4. Application: The Inaccessible Height Lab (25 Minutes)
The "You Do" Phase:
Step outside (or use a large indoor space like a gym or hallway). Choose a tall object (a tree, a basketball hoop, or a house peak).
- Measure the Base (d): Use the tape measure to find the distance from where you are standing to the base of the object. Record this as your Adjacent side.
- Measure the Angle (θ): Look through your clinometer at the very top of the object. Note the angle. (Remember: 90 - [Protractor Reading] = your angle).
- Measure your Eye Level (h1): Measure the distance from the ground to your eye. (This is important because the triangle starts at your eye, not the ground!)
- Calculate:
- Use the formula: Object Height = (d * tan(θ)) + h1
- Verify: If possible, measure a smaller object (like a 10ft pole) manually to see how close your trig calculation was.
5. Closure and Recap (10 Minutes)
Summary: Today we moved from "SOH CAH TOA" on a worksheet to using it as a real-world tool. You learned that if you have a single angle and a single side, you can unlock every other dimension of a right triangle.
Recap Questions:
- Why did we add our eye-level height at the end? (Because the triangle we measured sat on top of our own height.)
- If you move further away from the object, does the height change? Does the angle change? (Height stays same, angle decreases.)
- Which ratio would you use if you knew the length of a ladder leaning against a wall (Hypotenuse) and wanted to find how high it reaches? (Sine.)
Assessment
Formative Assessment: Observation of the clinometer build and the "check" measurement of the ceiling corner.
Summative Assessment: The "Field Note" calculation. The student must turn in a sketch of their triangle, labeled with their measured distance, angle, and the final calculated height of their chosen object.

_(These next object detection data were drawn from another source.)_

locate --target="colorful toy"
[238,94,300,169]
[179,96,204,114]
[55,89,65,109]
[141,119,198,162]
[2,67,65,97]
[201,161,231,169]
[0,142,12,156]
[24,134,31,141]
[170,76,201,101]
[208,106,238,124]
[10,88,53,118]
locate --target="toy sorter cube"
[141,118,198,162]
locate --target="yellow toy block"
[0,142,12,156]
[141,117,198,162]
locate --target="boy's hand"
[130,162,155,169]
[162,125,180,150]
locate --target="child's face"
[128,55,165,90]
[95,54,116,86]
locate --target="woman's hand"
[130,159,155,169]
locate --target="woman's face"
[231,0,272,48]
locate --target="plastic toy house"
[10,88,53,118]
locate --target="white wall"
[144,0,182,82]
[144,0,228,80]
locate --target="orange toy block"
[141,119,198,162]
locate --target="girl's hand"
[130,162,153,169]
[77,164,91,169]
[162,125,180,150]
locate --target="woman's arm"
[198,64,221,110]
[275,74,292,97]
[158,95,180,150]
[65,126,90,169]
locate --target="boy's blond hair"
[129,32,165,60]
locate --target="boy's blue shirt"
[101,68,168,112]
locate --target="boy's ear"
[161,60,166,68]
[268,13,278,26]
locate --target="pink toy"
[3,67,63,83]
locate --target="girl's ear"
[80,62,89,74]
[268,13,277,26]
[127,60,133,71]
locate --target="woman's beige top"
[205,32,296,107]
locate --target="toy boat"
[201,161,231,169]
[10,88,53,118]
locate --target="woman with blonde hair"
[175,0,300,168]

Success is defined as a logically sound calculation, even if physical measurement error is present.
Differentiation
- For Struggling Learners: Provide a pre-printed "Trig Cheat Sheet" showing the triangle labeled with O, A, and H. Use a 45° angle for the experiment (since tan(45°) = 1, the height will simply be the distance + eye level).
- For Advanced Learners: Challenge them to find the height of an object where they cannot reach the base (e.g., a tree on the other side of a fence) using two different angle measurements from two different distances (Law of Sines or systems of equations).
Success Criteria
- Student can correctly identify the "Adjacent" side as the ground distance.
- Student can correctly convert the protractor reading to the angle of elevation.
- Student uses the "Tangent" function correctly on a calculator.
- The final height estimate is realistic for the object chosen.